Perdeu força o debate sobre a existência ou não de método no bolsonarismo como expressão de poder. O consenso hoje é de que há uma ideia, com algum planejamento, nos últimos movimentos de Bolsonaro e dos militares, por mais caóticos que pareçam.
O governo deixa der ser uma expressão do voluntarismo da família numa ala, do fundamentalismo terraplanista de costumes em outra e do que seria o racionalismo da gestão econômica e das reformas num terceiro grupo.
As alas se confundem e se misturam, e Paulo Guedes pode, pelos últimos movimentos, eventualmente estar na turma de Weintraub, Araujo e Damares. A racionalidade foi puxada para os lados do irracionalismo, porque também precisa se alimentar da confusão que este provoca.
A profunda e densa reflexão sobre as domésticas e o dólar e, na sequência, como pedido de desculpas, a frase sobre a mãe do pai que era empregada deixam Guedes mais próximo da ala liderada por Olavo de Carvalho.
Guedes já não precisa fazer advertências sobre a possível volta do AI-5. Essa não é mais uma fala dele.

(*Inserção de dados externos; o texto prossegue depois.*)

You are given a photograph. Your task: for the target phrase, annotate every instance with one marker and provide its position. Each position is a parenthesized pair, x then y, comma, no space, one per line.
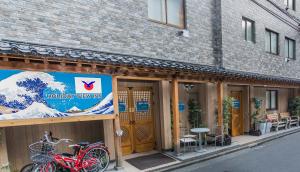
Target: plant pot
(226,140)
(262,127)
(254,132)
(269,126)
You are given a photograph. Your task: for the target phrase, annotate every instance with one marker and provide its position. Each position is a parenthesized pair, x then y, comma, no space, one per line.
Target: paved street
(281,155)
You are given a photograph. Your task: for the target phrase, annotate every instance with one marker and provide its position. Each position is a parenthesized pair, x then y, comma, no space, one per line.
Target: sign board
(122,106)
(142,106)
(181,107)
(27,94)
(236,104)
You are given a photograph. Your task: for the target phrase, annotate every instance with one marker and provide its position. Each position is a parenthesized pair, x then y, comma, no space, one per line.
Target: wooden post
(251,96)
(165,112)
(108,127)
(4,164)
(117,128)
(220,95)
(176,129)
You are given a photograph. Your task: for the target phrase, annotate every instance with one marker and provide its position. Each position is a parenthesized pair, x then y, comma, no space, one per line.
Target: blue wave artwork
(27,94)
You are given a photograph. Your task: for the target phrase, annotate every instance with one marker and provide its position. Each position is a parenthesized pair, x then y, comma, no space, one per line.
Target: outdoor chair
(217,134)
(277,122)
(292,120)
(188,140)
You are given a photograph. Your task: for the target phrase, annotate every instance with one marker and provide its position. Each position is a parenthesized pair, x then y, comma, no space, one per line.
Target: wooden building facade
(158,86)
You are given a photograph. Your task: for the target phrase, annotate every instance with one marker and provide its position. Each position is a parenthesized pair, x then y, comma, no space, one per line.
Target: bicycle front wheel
(96,160)
(49,167)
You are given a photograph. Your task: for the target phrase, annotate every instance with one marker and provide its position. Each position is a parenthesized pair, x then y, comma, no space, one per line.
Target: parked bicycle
(85,158)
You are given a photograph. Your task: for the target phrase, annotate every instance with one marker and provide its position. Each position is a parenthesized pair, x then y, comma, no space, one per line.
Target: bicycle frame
(76,162)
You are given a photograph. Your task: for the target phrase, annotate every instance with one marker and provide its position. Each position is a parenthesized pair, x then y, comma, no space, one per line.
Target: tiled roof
(22,48)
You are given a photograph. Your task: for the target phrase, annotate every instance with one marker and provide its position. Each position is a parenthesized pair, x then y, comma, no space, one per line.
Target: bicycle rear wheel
(27,168)
(96,160)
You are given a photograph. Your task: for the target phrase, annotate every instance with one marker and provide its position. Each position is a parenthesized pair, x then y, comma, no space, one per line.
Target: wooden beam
(4,163)
(117,127)
(220,96)
(176,129)
(10,123)
(165,114)
(140,78)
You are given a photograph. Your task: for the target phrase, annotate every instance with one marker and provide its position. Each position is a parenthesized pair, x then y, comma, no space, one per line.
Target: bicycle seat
(83,144)
(67,154)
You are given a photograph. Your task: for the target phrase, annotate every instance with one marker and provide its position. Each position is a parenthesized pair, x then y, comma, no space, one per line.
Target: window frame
(286,3)
(290,40)
(246,20)
(277,43)
(182,16)
(270,100)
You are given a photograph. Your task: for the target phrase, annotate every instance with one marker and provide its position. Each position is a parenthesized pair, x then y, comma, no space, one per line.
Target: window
(271,99)
(169,12)
(290,4)
(289,48)
(271,42)
(248,30)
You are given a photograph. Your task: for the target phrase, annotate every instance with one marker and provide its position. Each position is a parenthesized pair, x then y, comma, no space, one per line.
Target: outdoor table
(199,131)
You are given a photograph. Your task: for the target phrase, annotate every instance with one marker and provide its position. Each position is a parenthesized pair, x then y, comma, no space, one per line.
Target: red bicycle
(85,158)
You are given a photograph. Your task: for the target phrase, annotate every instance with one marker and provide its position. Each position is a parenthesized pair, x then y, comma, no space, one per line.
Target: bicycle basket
(41,152)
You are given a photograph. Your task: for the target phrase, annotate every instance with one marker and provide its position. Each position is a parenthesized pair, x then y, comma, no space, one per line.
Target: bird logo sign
(88,85)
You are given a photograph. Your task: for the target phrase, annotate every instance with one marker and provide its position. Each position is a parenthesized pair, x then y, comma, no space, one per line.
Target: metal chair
(217,132)
(187,139)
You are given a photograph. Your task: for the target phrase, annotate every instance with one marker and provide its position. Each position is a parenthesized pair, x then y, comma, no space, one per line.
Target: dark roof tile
(15,47)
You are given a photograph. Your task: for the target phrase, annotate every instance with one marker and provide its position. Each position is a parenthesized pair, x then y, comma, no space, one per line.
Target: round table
(199,131)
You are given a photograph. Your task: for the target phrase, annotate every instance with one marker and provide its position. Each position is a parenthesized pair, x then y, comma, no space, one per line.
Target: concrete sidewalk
(238,143)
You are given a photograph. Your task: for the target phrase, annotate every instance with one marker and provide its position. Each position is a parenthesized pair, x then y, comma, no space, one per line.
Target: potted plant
(294,106)
(195,113)
(258,125)
(227,112)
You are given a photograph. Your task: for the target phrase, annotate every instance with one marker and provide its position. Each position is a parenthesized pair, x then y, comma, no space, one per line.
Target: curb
(223,152)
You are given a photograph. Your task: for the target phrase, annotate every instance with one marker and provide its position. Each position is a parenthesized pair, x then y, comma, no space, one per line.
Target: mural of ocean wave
(22,89)
(22,95)
(39,110)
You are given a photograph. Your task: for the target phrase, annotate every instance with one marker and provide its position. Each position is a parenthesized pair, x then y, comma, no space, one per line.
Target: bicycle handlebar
(50,139)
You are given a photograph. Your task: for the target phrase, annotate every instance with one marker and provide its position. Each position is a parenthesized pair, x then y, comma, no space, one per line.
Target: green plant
(227,106)
(294,106)
(257,106)
(195,113)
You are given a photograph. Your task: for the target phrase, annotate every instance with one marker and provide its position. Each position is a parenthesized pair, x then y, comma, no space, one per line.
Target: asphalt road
(281,155)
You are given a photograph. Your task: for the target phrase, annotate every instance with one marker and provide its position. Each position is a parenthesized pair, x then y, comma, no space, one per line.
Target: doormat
(149,161)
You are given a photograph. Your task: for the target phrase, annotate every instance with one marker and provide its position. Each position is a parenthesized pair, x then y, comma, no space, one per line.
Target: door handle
(132,122)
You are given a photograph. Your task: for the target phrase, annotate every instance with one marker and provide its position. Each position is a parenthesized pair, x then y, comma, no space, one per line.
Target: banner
(27,94)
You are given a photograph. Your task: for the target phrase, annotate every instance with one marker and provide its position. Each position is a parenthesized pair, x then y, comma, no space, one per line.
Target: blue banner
(122,106)
(27,94)
(142,106)
(181,107)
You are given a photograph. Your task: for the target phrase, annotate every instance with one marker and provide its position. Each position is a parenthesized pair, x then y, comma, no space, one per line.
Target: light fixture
(188,87)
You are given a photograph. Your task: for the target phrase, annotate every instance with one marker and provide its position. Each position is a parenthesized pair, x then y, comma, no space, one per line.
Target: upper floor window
(169,12)
(290,4)
(290,48)
(248,30)
(271,42)
(271,99)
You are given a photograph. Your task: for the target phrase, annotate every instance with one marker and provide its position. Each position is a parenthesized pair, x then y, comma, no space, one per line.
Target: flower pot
(269,126)
(262,127)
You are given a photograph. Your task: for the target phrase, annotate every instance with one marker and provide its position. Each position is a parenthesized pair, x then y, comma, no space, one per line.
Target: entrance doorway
(237,120)
(136,118)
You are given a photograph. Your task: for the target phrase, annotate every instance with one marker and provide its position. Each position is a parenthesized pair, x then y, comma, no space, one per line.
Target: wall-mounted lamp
(188,87)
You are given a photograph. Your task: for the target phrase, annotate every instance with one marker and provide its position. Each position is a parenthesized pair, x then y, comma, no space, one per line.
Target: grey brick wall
(119,26)
(247,56)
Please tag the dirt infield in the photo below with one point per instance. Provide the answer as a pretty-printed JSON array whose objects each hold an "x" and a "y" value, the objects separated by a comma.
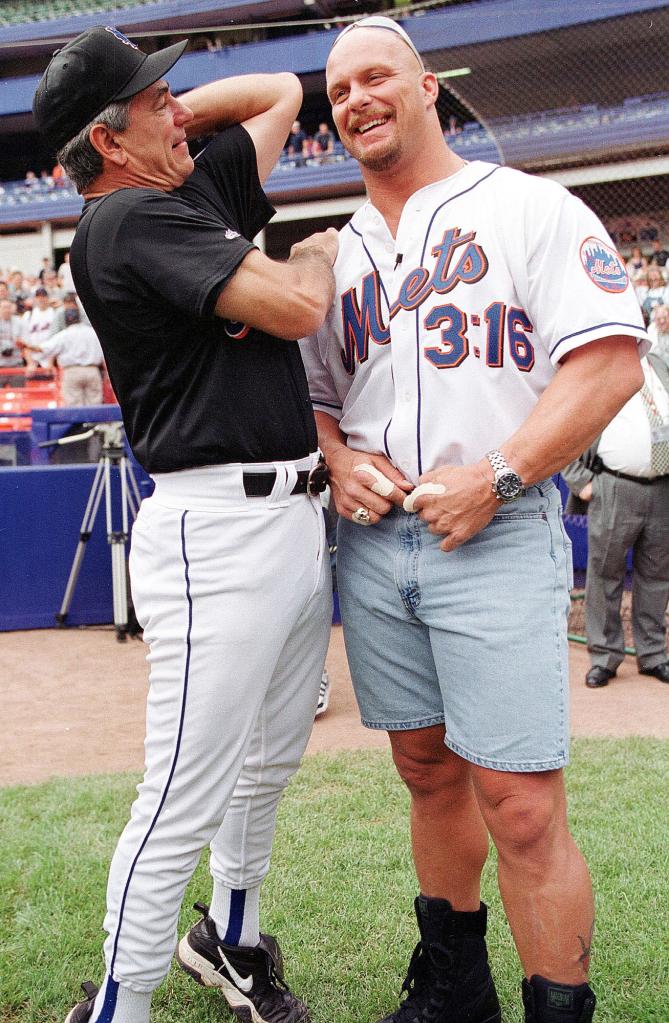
[{"x": 74, "y": 704}]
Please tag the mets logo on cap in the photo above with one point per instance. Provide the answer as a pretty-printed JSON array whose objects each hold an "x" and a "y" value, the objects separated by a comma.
[
  {"x": 120, "y": 36},
  {"x": 604, "y": 266}
]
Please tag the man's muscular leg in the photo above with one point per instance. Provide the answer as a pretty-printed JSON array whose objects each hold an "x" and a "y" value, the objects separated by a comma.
[
  {"x": 448, "y": 836},
  {"x": 543, "y": 879}
]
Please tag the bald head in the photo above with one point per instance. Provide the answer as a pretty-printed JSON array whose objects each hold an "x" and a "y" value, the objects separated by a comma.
[
  {"x": 384, "y": 25},
  {"x": 383, "y": 99}
]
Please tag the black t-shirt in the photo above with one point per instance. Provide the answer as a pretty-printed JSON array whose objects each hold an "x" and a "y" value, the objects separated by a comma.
[{"x": 148, "y": 266}]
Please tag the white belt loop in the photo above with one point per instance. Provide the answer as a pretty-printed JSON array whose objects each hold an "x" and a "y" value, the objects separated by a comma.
[{"x": 285, "y": 479}]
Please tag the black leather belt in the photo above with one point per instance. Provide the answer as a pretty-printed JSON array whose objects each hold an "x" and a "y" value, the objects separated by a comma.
[
  {"x": 643, "y": 480},
  {"x": 312, "y": 481}
]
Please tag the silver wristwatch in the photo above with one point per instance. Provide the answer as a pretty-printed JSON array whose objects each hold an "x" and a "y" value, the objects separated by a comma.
[{"x": 507, "y": 485}]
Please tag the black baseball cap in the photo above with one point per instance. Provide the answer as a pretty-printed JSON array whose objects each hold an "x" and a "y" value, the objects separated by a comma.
[{"x": 97, "y": 68}]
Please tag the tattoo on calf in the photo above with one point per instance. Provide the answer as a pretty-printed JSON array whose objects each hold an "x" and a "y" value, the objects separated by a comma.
[{"x": 586, "y": 945}]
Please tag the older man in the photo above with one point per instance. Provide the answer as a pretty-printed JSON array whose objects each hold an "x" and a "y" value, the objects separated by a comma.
[
  {"x": 229, "y": 575},
  {"x": 450, "y": 381}
]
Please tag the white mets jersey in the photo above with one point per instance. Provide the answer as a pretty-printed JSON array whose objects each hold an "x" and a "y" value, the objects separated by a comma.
[{"x": 440, "y": 342}]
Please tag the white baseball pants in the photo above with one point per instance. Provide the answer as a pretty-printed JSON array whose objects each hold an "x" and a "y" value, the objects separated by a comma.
[{"x": 234, "y": 596}]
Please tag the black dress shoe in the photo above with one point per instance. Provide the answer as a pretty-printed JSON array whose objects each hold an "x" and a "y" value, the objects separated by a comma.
[
  {"x": 598, "y": 676},
  {"x": 660, "y": 671}
]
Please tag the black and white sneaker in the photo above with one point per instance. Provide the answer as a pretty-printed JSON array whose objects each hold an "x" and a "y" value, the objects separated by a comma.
[
  {"x": 323, "y": 694},
  {"x": 251, "y": 979},
  {"x": 82, "y": 1011}
]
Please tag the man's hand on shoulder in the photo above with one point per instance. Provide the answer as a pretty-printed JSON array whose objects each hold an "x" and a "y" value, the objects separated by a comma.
[
  {"x": 463, "y": 509},
  {"x": 326, "y": 242}
]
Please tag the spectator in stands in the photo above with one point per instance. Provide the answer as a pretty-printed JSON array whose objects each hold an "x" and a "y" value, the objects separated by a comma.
[
  {"x": 323, "y": 143},
  {"x": 659, "y": 256},
  {"x": 64, "y": 274},
  {"x": 18, "y": 292},
  {"x": 59, "y": 177},
  {"x": 46, "y": 265},
  {"x": 36, "y": 327},
  {"x": 52, "y": 284},
  {"x": 659, "y": 332},
  {"x": 296, "y": 144},
  {"x": 10, "y": 336},
  {"x": 79, "y": 355},
  {"x": 657, "y": 293},
  {"x": 636, "y": 263},
  {"x": 623, "y": 478},
  {"x": 70, "y": 301}
]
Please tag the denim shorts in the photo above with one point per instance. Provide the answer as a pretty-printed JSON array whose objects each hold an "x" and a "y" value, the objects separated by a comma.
[{"x": 475, "y": 637}]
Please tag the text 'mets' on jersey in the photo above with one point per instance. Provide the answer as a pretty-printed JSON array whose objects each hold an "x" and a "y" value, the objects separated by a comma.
[
  {"x": 194, "y": 389},
  {"x": 440, "y": 342}
]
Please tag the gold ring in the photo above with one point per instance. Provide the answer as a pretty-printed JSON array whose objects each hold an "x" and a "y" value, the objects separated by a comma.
[{"x": 361, "y": 516}]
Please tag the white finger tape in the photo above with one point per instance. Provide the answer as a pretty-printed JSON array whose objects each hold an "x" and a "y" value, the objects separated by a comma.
[
  {"x": 422, "y": 488},
  {"x": 382, "y": 484}
]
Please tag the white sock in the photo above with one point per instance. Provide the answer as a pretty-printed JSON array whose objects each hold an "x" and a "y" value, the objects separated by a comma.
[
  {"x": 121, "y": 1005},
  {"x": 236, "y": 915}
]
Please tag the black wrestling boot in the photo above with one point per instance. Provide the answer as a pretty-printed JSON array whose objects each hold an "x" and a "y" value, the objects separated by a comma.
[
  {"x": 546, "y": 1002},
  {"x": 448, "y": 979}
]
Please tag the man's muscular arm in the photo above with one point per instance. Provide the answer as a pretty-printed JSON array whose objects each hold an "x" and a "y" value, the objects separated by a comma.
[
  {"x": 287, "y": 300},
  {"x": 352, "y": 490},
  {"x": 265, "y": 104},
  {"x": 591, "y": 385}
]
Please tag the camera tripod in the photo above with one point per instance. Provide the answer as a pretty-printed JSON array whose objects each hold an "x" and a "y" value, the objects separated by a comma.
[{"x": 113, "y": 454}]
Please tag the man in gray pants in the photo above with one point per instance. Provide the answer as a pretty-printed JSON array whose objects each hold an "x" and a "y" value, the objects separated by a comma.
[{"x": 622, "y": 481}]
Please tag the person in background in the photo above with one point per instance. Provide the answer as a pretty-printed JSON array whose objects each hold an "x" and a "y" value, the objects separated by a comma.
[
  {"x": 297, "y": 143},
  {"x": 79, "y": 356},
  {"x": 636, "y": 263},
  {"x": 657, "y": 293},
  {"x": 659, "y": 254},
  {"x": 323, "y": 143},
  {"x": 10, "y": 336},
  {"x": 64, "y": 274},
  {"x": 37, "y": 326},
  {"x": 659, "y": 332},
  {"x": 622, "y": 482}
]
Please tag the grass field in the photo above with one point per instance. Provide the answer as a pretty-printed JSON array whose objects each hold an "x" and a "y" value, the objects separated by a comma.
[{"x": 340, "y": 892}]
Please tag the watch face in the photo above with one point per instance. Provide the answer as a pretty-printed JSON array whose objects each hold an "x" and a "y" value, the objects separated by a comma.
[{"x": 508, "y": 486}]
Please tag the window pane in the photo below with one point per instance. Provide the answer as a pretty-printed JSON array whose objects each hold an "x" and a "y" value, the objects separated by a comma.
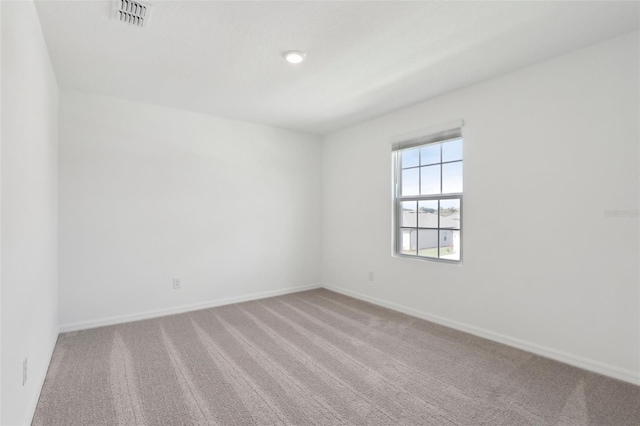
[
  {"x": 410, "y": 158},
  {"x": 452, "y": 151},
  {"x": 450, "y": 214},
  {"x": 428, "y": 214},
  {"x": 409, "y": 241},
  {"x": 428, "y": 242},
  {"x": 430, "y": 179},
  {"x": 430, "y": 154},
  {"x": 451, "y": 177},
  {"x": 411, "y": 182},
  {"x": 409, "y": 215},
  {"x": 449, "y": 244}
]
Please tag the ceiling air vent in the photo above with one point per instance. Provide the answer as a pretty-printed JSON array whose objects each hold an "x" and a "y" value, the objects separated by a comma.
[{"x": 132, "y": 12}]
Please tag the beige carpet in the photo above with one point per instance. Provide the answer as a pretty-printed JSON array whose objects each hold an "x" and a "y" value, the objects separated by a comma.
[{"x": 315, "y": 357}]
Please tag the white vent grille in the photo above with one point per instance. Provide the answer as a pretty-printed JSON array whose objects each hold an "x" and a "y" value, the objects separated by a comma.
[{"x": 132, "y": 12}]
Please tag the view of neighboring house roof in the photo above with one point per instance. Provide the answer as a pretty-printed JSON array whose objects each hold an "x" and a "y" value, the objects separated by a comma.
[{"x": 430, "y": 220}]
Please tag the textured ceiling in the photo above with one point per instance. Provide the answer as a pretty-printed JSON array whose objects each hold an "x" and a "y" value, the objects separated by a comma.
[{"x": 364, "y": 58}]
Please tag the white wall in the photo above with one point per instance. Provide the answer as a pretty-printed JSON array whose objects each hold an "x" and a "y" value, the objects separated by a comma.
[
  {"x": 149, "y": 193},
  {"x": 547, "y": 150},
  {"x": 29, "y": 182}
]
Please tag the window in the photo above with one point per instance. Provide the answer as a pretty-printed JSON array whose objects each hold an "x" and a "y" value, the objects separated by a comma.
[{"x": 428, "y": 196}]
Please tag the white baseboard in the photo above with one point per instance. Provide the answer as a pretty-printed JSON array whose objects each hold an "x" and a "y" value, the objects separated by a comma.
[
  {"x": 33, "y": 404},
  {"x": 574, "y": 360},
  {"x": 101, "y": 322}
]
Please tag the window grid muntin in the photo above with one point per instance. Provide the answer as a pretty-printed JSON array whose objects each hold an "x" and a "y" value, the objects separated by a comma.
[{"x": 431, "y": 197}]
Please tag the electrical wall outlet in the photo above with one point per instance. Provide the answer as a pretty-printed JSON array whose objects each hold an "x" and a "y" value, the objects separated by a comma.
[{"x": 24, "y": 371}]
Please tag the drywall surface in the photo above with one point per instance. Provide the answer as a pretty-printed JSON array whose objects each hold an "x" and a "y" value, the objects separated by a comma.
[
  {"x": 149, "y": 194},
  {"x": 29, "y": 186},
  {"x": 550, "y": 153}
]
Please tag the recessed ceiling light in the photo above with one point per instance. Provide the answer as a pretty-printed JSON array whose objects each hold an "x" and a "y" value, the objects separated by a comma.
[{"x": 294, "y": 56}]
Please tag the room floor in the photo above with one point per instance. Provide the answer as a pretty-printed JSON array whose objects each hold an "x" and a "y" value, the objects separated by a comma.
[{"x": 315, "y": 357}]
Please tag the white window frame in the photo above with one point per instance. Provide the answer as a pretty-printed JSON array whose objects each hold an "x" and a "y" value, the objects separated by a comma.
[{"x": 440, "y": 137}]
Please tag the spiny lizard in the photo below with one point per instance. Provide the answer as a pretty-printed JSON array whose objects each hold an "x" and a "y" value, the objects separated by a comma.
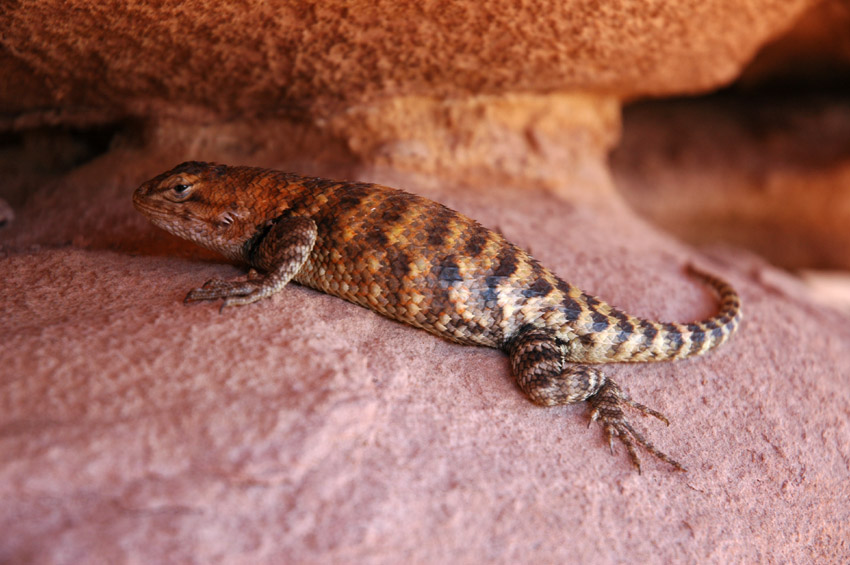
[{"x": 418, "y": 262}]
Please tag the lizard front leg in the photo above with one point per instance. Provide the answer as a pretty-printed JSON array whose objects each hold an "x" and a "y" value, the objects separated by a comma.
[
  {"x": 539, "y": 365},
  {"x": 280, "y": 254}
]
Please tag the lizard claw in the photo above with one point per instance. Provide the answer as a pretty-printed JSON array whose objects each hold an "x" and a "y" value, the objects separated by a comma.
[
  {"x": 607, "y": 405},
  {"x": 214, "y": 289}
]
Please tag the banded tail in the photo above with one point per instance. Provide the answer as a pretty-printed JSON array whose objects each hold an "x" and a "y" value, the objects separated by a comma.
[{"x": 632, "y": 339}]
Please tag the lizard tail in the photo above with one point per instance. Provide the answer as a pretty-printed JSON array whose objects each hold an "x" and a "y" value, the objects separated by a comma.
[
  {"x": 619, "y": 337},
  {"x": 657, "y": 341}
]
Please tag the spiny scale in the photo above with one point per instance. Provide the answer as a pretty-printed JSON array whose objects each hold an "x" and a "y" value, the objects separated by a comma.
[{"x": 418, "y": 262}]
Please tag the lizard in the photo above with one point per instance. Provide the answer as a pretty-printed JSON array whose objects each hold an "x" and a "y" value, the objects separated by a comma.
[{"x": 418, "y": 262}]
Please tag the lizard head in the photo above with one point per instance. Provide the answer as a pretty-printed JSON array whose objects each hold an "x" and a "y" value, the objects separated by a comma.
[{"x": 193, "y": 201}]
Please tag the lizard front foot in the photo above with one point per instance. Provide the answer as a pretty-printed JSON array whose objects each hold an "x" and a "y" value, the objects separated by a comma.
[
  {"x": 234, "y": 293},
  {"x": 607, "y": 405}
]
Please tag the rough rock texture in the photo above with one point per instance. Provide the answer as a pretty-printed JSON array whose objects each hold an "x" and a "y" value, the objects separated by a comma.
[
  {"x": 235, "y": 58},
  {"x": 815, "y": 51},
  {"x": 306, "y": 429},
  {"x": 765, "y": 172}
]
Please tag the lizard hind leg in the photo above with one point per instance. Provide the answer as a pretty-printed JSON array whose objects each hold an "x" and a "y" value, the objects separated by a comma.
[{"x": 539, "y": 365}]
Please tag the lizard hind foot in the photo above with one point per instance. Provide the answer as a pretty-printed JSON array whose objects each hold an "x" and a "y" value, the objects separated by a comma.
[{"x": 607, "y": 407}]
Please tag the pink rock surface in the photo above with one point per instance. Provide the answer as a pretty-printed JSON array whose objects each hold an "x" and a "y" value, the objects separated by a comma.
[{"x": 307, "y": 429}]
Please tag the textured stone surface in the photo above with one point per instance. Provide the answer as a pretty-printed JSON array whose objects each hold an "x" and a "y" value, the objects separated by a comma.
[
  {"x": 816, "y": 51},
  {"x": 769, "y": 173},
  {"x": 241, "y": 57},
  {"x": 304, "y": 428}
]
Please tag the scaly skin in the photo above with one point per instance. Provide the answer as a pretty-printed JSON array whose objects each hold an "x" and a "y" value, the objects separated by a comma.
[{"x": 418, "y": 262}]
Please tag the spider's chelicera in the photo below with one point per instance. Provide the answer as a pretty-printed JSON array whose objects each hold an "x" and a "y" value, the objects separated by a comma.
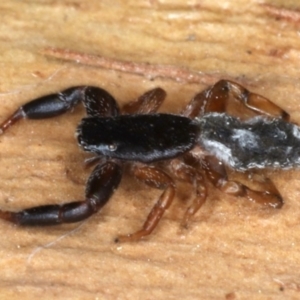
[{"x": 158, "y": 144}]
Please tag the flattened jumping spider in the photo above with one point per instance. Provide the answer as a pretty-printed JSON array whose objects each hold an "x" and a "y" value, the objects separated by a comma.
[{"x": 140, "y": 136}]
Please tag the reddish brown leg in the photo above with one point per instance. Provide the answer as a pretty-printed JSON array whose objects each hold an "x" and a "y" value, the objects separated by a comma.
[
  {"x": 215, "y": 99},
  {"x": 189, "y": 174},
  {"x": 147, "y": 103},
  {"x": 156, "y": 179},
  {"x": 217, "y": 174}
]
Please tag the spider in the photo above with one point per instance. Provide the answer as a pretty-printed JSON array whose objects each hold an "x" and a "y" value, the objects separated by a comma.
[{"x": 156, "y": 145}]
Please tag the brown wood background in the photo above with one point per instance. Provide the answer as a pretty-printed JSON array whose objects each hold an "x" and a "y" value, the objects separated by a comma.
[{"x": 233, "y": 249}]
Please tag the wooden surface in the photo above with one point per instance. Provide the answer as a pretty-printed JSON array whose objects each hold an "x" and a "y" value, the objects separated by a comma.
[{"x": 233, "y": 249}]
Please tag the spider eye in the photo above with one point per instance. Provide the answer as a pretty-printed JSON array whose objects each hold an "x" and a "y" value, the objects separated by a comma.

O método é sustentado, por obviedade, pela ala que aprofundou a militarização do governo.
Se Guedes não dá conta de reerguer a economia, enquanto Bolsonaro provoca tumultos semanais, que o bolsonarismo fardado se proteja na reputação dos generais, enquanto pensa uma saída.
E a pergunta agora, superado o dilema sobre o rumo adotado, passa ser outra. Até quando os lastros desse método aguentarão Bolsonaro, considerando-se que os militares dividem com o chefe os riscos representados pela crescente desconfiança dos empresários e pelo distanciamento do Congresso?
Resumindo, a pergunta que atormenta Bolsonaro, os filhos e sua base política orgânica é: quem se dispõe a seguir em frente, com convicção, apesar de tantas loucuras, dentro de um projeto em que não resta quase mais nada de racionalidade?
Quem vai segurar Bolsonaro até o fim (e quando será o fim?), se todos fracassaram até aqui, inclusive o homem poderoso encarregado de fazer reformas e reerguer a economia?
Derrubaram Dilma, prenderam Lula, mexeram na previdência, entregaram o pré-sal, reduziram o juro (e mataram a poupança), aumentaram os lucros dos bancos, mataram um miliciano e nada acontece na vida real como o previsto pelo liberalismo aliado do bolsonarismo.
Não há mais como segurar o dólar, o desemprego, o preço da gasolina e a desilusão dos liberais. Falta saber, nas próximas pesquisas, se Bolsonaro mantém sua base de aprovação ao redor de 30% e se o ‘povo’ sairá às ruas no dia 15 de março, em resposta à convocação do general Augusto Heleno para que a população afronte o Congresso.
Heleno foi quem deu o sinal para a mobilização que pode ser um fracasso, porque nunca ninguém foi à Avenida Paulista para exaltar Bolsonaro, mas Sergio Moro. A convocação deixa claro que os militares conduzem o método que Bolsonaro, sob a orientação dos generais, ainda procura entender.
Lembremos que, pouco antes de eleição de 2018, o então candidato a vice Hamilton Mourão considerou que, diante da ameaça de anarquia nas ruas, o novo governo poderia aplicar um autogolpe.
É a possibilidade que passou a ser considerada diante da anarquia promovida pelo próprio Bolsonaro e pela ameaça de caos disseminado por motins das polícias. Os generais permitirão que o poder seja compartilhado pela força política de novas milícias?
É bem provável que o autogolpe, com Bolsonaro apenas como figurante, já esteja acontecendo e seja mais visível a partir da Quaresma.